3. Cybersecurity and privacy
Cybersecurity is not a new challenge facing the RegTech industry but, as we enter a banner year for new regulations that demand increased levels of security around consumer data, issues surrounding privacy assume even greater importance.
This year, we will start to see regulators flex their muscles and begin to articulate clearer priorities for what firms need to do to prepare for cyber threats. Firms, including those in the RegTech space, must adjust how they manage any customer data, and how they use it for their own commercial purposes. They must also take additional steps to ensure that they are offering the appropriate training for clients to meet best practice on data requirements.
4. Global regulation
Following the 2008 global financial crisis, we have seen a harmonised approach to regulation being implemented across different financial centres, under initiatives championed by the Financial Stability Board. Dodd-Frank set the standard in the US, seeking to promote transparency and accountability and now MiFID II is the template to embed similar principles, affecting anyone doing business in the European financial marketplace, in an ambitious suite of regulations.
However, despite the aim of standardisation, undoubtedly there will be regional variations in interpreting and implementing the core principles of transparency and investor protection among various countries and jurisdictions, as we are already seeing with MiFID II across the EU. So for RegTech firms, the challenge is that they must now navigate and appreciate these nuances so they don’t fall foul of the various national regulatory bodies and also provide their clients with solutions that match each jurisdiction.
5. Inter-regulatory conflicts
In H1 2018 alone, MiFID II, PSD2 and the General Data Protection Regulation (GDPR) will all come into force and are set to have substantial cross-sector impact. These regulations impose significant changes and contain potential inter-regulatory conflicts, leaving RegTech firms with the unenviable task of helping their clients implement the new requirements while still lacking clarity as to what regulators expect of them.

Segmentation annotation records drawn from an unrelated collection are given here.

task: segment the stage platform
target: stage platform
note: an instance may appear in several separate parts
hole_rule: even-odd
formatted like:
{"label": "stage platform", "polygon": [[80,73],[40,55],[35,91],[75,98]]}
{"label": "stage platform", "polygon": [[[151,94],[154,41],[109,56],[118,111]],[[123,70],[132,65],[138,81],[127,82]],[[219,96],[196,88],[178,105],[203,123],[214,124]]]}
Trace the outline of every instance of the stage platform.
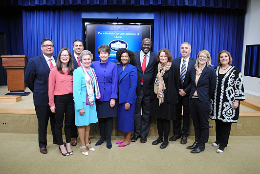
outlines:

Without clarity or guidance on some key issues within these regulations, RegTech firms are left advising their clients on issues that may cause a conflict.
Conversely, these regulations will create improved databases that will allow companies not only make better sense of their data, but also enable them to gain valuable insights. This will pave the way for data-led innovation which can improve businesses’ data security and resilience, accelerating business initiatives and ultimately create new competitive strategies.